Category: Glomerular Diseases

  • 1401 Glomerular Diseases: From Inflammation to Fibrosis

Authors

  • Dave, Dhara, Yale School of Medicine, New Haven, Connecticut, United States
  • Malvar, Grace Landayan, Yale School of Medicine, New Haven, Connecticut, United States
  • Moeckel, Gilbert W., Yale School of Medicine, New Haven, Connecticut, United States
  • Shirali, Anushree C., Yale School of Medicine, New Haven, Connecticut, United States
Introduction

In 2020, somatic mutations in UBA1, an X-linked gene that encodes enzyme E1 necessary for ubiquitination, were described in patients with an adult-onset inflammatory syndrome called VEXAS (Vacuoles, E1 enzyme, X-linked, Autoinflammatory, and Somatic). It has diverse systemic presentations and kidney manifestations are not well-characterized. We describe a patient who developed proliferative crescentic glomerulonephritis (GN) with deposits coincident with diagnosis of VEXAS.

Case Description

A 75-year-old male with hypertension and alcohol use disorder was admitted for worsening pancytopenia and acute kidney injury. 2 months prior he reported otitis externa and biopsy-proven atopic dermatitis responsive to steroids. Workup for pancytopenia including prior bone marrow biopsy (BM) was negative. Physical exam: BP 142/88 mmHg, normal heart, lung, abdomen and skin exam. Labs on admission: WBC 5200/μL, Hb 6.9g/dL, Platelets 133000/μL, Cr 1.96 mg/dL (baseline 0.8 mg/dL). Urinalysis: 2+ protein, 3+ blood, pyuria. Urine protein creatinine ratio 3.77. Serologies for complement, cryoglobulins, and ANCA were negative. Kidney biopsy displayed proliferative necrotizing and crescentic GN with subendothelial deposits and lymphoplasmacytic infiltrate. IF staining: 3+ IgM, 3+ IgA, 1+ IgG, 1+ lambda. Review of prior BM biopsy showed cytoplasmic vacuoles in erythroid and myeloid precursors.

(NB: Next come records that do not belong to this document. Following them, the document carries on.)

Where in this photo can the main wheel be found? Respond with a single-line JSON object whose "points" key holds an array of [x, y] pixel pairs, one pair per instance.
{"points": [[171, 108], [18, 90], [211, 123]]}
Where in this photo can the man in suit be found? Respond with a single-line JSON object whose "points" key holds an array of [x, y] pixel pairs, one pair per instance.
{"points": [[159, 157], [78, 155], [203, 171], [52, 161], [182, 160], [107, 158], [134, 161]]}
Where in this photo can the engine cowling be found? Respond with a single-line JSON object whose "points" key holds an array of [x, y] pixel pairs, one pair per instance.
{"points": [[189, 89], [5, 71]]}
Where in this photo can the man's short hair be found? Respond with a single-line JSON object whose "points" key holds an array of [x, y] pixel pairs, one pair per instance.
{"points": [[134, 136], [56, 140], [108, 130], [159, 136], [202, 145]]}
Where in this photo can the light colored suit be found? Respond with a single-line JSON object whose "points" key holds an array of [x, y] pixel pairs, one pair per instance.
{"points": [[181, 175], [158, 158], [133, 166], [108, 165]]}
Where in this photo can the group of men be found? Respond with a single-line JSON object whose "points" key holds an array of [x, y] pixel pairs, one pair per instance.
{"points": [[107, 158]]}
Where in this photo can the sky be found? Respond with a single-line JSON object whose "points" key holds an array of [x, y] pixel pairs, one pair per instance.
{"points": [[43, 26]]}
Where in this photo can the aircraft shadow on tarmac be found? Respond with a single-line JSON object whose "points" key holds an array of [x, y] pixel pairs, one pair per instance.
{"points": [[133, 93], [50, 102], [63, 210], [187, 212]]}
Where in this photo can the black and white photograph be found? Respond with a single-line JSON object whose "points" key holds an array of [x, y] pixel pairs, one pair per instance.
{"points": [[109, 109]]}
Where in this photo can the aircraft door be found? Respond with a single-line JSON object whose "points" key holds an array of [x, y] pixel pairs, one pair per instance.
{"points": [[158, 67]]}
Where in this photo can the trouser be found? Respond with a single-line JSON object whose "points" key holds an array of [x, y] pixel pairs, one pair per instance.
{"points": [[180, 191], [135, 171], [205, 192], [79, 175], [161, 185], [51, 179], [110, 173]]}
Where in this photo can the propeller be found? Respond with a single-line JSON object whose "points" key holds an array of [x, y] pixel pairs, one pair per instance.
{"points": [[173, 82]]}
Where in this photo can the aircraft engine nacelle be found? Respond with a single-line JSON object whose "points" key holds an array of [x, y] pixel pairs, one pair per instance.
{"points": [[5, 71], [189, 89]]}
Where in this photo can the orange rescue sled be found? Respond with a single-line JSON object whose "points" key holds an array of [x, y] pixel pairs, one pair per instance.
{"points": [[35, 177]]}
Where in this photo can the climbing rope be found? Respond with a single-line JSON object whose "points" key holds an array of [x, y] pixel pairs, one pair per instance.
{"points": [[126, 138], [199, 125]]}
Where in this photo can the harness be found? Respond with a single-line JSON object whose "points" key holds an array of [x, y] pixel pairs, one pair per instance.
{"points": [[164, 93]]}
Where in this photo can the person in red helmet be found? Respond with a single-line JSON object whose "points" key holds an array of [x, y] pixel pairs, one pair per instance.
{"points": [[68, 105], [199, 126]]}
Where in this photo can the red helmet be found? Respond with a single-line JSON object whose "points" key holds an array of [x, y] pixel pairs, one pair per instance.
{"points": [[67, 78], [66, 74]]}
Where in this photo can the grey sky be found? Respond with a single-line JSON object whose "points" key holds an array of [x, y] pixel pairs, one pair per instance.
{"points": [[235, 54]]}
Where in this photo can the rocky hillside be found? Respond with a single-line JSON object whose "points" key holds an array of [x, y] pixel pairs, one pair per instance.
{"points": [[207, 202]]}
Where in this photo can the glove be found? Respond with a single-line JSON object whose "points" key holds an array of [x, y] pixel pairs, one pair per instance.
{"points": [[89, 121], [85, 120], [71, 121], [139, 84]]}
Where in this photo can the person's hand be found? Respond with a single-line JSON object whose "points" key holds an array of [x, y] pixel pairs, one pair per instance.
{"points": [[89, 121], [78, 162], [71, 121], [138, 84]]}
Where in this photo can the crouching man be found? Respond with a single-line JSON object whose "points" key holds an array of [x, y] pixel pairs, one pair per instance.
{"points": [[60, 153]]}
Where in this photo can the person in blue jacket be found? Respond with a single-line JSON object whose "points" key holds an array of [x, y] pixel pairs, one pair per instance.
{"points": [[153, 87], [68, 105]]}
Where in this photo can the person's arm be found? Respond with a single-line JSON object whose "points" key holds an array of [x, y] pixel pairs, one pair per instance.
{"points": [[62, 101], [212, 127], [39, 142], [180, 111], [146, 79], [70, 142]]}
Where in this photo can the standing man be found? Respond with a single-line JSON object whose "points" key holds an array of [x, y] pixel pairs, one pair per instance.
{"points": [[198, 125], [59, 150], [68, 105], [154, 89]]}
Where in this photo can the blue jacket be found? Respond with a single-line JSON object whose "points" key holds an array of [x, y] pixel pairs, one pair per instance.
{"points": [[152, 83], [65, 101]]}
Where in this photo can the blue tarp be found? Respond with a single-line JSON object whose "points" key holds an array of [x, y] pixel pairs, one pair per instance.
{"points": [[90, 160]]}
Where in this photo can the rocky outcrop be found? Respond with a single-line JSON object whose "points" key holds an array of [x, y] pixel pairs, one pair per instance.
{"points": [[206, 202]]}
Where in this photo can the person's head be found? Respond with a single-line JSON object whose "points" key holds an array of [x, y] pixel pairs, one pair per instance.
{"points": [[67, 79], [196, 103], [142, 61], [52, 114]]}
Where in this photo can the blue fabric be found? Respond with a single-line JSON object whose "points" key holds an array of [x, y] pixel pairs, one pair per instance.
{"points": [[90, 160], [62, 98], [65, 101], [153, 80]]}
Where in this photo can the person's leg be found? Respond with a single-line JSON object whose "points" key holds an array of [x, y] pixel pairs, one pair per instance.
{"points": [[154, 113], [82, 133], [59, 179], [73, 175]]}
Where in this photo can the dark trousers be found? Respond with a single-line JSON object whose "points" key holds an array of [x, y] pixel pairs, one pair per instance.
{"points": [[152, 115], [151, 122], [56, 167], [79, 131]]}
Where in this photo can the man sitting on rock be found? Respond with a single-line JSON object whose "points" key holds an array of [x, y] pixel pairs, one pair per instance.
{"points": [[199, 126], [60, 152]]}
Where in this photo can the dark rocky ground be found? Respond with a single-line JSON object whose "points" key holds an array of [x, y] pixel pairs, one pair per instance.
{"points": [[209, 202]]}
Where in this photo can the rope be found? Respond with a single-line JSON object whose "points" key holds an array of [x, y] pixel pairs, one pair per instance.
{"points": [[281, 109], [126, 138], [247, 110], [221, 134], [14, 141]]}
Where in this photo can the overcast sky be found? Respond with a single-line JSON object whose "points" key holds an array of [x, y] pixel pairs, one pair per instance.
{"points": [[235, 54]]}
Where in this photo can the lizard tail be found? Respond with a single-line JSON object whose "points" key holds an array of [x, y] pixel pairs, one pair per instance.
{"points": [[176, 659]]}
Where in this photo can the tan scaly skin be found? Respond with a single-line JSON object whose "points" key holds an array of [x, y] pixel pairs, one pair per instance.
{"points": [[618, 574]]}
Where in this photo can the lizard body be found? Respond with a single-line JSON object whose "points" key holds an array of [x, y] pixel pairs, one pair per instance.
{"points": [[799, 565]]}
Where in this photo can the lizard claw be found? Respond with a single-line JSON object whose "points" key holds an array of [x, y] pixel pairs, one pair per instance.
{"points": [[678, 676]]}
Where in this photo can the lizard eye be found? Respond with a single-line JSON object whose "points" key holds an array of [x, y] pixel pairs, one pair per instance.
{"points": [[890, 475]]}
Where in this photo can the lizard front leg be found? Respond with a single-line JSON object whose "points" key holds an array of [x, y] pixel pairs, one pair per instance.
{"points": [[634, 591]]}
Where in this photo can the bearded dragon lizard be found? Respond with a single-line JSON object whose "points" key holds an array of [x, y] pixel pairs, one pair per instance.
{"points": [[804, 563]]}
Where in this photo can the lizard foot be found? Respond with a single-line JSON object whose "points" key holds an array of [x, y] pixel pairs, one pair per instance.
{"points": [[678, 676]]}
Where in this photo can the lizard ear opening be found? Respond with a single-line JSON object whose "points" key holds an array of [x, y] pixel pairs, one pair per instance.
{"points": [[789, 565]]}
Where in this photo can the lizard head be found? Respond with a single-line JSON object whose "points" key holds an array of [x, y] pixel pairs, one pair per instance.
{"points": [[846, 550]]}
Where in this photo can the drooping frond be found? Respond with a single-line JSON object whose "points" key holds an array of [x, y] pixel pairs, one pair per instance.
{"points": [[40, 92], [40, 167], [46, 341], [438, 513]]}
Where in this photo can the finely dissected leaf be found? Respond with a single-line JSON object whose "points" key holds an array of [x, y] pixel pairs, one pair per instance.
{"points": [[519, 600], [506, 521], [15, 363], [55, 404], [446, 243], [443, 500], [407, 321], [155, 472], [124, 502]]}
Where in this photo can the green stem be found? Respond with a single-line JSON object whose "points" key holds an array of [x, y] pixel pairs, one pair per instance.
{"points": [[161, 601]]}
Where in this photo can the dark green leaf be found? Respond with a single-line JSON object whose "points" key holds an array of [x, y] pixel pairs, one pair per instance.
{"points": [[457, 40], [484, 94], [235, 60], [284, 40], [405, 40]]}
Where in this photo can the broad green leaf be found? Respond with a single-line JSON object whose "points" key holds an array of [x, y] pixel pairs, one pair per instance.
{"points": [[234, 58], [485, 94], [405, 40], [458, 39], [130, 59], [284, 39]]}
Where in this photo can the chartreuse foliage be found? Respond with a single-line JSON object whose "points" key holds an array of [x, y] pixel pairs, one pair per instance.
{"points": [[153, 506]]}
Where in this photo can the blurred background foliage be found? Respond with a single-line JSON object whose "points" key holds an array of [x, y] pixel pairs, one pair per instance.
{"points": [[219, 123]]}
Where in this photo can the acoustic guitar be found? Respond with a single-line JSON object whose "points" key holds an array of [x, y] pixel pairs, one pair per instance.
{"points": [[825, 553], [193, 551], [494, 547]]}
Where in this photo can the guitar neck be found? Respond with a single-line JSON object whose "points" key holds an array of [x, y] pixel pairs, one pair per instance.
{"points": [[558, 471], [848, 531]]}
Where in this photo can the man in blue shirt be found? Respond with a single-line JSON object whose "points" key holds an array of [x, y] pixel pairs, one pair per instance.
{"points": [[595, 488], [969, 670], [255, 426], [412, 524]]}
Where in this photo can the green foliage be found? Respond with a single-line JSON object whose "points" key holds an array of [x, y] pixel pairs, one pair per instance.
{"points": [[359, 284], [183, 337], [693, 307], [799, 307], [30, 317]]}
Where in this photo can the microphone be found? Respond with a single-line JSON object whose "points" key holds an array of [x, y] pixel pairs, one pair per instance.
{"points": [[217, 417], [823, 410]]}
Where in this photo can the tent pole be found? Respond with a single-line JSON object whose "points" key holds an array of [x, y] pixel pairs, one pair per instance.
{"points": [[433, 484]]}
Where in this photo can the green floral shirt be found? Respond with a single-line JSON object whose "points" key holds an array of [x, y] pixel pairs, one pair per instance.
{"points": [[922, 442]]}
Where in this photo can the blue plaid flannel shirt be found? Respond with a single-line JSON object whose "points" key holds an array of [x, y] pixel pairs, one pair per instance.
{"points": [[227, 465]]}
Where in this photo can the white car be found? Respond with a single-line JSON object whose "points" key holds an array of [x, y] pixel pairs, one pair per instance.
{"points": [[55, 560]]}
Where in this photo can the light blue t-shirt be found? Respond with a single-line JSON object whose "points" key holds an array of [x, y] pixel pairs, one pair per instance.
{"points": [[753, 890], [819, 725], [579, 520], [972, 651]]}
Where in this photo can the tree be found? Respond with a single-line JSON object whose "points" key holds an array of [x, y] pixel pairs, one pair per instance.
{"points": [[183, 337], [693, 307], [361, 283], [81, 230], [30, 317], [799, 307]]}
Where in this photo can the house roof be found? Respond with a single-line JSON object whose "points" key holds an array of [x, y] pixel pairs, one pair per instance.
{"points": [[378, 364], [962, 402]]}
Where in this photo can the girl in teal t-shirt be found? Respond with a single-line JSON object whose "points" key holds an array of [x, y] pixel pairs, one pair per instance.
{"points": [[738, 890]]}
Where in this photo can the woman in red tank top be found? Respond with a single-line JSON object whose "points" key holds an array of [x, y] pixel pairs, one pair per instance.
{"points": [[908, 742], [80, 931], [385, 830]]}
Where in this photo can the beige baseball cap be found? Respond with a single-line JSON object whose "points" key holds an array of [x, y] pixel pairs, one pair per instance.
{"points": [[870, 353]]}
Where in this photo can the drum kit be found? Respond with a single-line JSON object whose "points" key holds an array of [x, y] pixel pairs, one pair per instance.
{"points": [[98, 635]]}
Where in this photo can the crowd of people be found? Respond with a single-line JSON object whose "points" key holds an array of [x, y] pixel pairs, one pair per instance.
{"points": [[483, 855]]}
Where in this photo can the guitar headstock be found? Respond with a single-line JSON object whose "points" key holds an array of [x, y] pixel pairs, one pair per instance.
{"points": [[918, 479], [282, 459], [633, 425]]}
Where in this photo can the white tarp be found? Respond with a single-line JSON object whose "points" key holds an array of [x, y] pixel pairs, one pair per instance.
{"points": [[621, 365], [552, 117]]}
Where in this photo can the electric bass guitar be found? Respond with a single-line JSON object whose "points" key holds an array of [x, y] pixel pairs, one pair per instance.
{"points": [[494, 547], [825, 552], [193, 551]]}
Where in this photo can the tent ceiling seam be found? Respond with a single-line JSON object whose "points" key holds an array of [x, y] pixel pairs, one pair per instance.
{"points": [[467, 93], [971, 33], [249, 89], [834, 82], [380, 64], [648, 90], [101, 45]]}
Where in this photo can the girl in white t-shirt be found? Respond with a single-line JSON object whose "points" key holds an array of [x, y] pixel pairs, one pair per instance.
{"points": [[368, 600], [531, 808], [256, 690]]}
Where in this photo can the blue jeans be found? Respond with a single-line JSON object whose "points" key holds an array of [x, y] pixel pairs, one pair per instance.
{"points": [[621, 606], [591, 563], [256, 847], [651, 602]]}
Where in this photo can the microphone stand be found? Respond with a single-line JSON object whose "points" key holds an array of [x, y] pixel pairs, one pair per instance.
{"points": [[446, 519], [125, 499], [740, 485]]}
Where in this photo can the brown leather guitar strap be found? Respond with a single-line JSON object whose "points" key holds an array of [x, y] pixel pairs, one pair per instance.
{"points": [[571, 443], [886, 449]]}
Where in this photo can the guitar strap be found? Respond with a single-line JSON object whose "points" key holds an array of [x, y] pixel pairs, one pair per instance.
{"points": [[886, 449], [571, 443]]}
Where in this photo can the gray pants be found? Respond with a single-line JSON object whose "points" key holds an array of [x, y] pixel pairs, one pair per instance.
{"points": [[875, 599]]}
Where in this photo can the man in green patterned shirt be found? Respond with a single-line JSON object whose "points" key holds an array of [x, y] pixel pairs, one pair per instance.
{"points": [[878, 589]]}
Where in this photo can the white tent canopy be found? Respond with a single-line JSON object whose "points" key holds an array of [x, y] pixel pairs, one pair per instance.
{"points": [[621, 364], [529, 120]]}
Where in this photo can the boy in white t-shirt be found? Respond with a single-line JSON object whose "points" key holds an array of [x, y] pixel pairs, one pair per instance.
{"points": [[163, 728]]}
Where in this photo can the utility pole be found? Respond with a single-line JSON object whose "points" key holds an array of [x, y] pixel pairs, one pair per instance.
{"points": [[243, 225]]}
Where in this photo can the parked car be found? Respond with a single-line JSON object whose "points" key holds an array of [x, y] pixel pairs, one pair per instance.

Genetic screen positive for somatic UBA1c mutation. He was treated with steroids, mycophelonate and tocilizumab with partial response of declining creatinine and proteinuria.

Discussion

Limited data on kidney manifestations in VEXAS include MPO-positive necrotizing and crescentic GN, acute tubulointerstitial nephritis, and isolated interstitial infiltrate with MPO-positive and CD68+ myeloid cells. The present case adds to this data in describing a serology-negative necrotizing and crescentic GN. VEXAS syndrome represents dysregulated immune activation that leads to auto-immune organ injury. The kidney-specific pathological mechanisms of VEXAS syndrome are unknown but proposed theories include: cytokine-mediated tubular injury activating endothelial cells, recruitment of myeloid cells leading to further inflammation, and dysregulated neutrophil extracellular traps. Further research into how VEXAS syndrome involves the kidney is critical to targeted therapies for kidney disease in patients with this multi-system inflammatory syndrome.